Now obviously this is all going to depend on how old your kids are. I would not sit Leo in my lap with a needle in my hand because he wants to grab anything and everything. But if there is a safe way that you can involve your kids in your craft, then I urge you to do it. Matilda loves to sift through and pick out her favorite Hexies from my 1” basted tub. By sharing our love and joy for our craft with our kids, they will learn to see how special and important our craft is to us, and it will inspire them to pick an activity of their own and learn how to focus on it.
My last tip sounds simple but is probably the hardest to implement just make the time!

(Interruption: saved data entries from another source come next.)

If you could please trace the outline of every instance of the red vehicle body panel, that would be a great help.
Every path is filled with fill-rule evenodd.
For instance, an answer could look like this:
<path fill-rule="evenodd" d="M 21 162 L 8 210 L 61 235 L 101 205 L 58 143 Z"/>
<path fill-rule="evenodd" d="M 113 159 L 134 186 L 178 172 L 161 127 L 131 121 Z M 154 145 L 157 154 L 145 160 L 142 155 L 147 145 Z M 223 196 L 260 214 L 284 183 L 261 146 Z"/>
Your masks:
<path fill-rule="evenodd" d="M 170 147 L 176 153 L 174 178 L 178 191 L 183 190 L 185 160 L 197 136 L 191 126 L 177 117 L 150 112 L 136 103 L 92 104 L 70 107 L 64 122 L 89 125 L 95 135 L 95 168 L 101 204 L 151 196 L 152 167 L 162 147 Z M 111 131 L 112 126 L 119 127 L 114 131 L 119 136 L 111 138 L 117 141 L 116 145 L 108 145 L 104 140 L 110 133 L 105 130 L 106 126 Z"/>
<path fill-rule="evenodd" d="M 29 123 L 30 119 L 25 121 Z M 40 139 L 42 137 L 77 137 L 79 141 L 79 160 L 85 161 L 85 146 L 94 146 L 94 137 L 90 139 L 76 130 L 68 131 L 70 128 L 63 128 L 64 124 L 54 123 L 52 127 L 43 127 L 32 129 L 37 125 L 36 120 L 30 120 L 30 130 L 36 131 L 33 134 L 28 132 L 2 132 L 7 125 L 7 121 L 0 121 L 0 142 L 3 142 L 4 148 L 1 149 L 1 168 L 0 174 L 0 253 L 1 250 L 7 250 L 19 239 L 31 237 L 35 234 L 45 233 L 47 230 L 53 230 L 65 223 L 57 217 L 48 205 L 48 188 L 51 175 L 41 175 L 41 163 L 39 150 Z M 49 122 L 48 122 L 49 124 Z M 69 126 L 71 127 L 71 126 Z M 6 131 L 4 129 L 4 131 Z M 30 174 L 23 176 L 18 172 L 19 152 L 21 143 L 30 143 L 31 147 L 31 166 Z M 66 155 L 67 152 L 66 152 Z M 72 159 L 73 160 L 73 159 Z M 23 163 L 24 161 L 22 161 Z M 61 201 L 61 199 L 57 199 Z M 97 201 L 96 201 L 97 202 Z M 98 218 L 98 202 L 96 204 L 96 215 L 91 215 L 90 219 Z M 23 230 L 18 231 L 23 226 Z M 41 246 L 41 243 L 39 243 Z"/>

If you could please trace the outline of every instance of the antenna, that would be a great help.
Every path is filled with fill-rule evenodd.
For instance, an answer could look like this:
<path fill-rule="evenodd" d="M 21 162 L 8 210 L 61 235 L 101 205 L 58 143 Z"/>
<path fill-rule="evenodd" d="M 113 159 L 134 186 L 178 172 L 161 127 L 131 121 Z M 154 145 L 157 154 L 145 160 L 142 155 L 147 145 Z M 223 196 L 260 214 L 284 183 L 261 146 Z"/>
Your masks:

Find a time in your day where you are just not going to let anything else get in the way of your sewing. Now that could be half an hour in the morning before everyone else gets out of bed, it could be on your daily train commute to work or while you sit in the stands while your kid plays soccer. The wonderful thing about slow stitching and EPP is its portability and the fact that you can literally do it almost anywhere.
For me, my stitching time was always at night. Before kids, I would get home from work, shower, cook dinner, clean up, and then it was my sewing time. I would sit and sew for two, three, sometimes even four hours while watching TV or craft podcasts. Now with kids, my sewing time is still at night, I just have to wait until I have put them to bed. Nap time is usually when I get to sew in my studio, so I save particular sewing tasks for then, such as cutting fabric or machine sewing. I am also not ashamed to say that I have an in-house babysitter…the TV! If I want to steal myself some daytime sewing, I will plonk the kids down and put on the wiggles or paw patrol and indulge in some self-care sewing.
I hope you have found some of these tips useful. Remember slow stitching is your passion, it is what helps to keep that twinkly light inside you shineing brightly. Make time to sew and do not feel guilty about it. Remember that what you want to do, that whatever helps you get through the day is important. If that is sewing, then embrace it!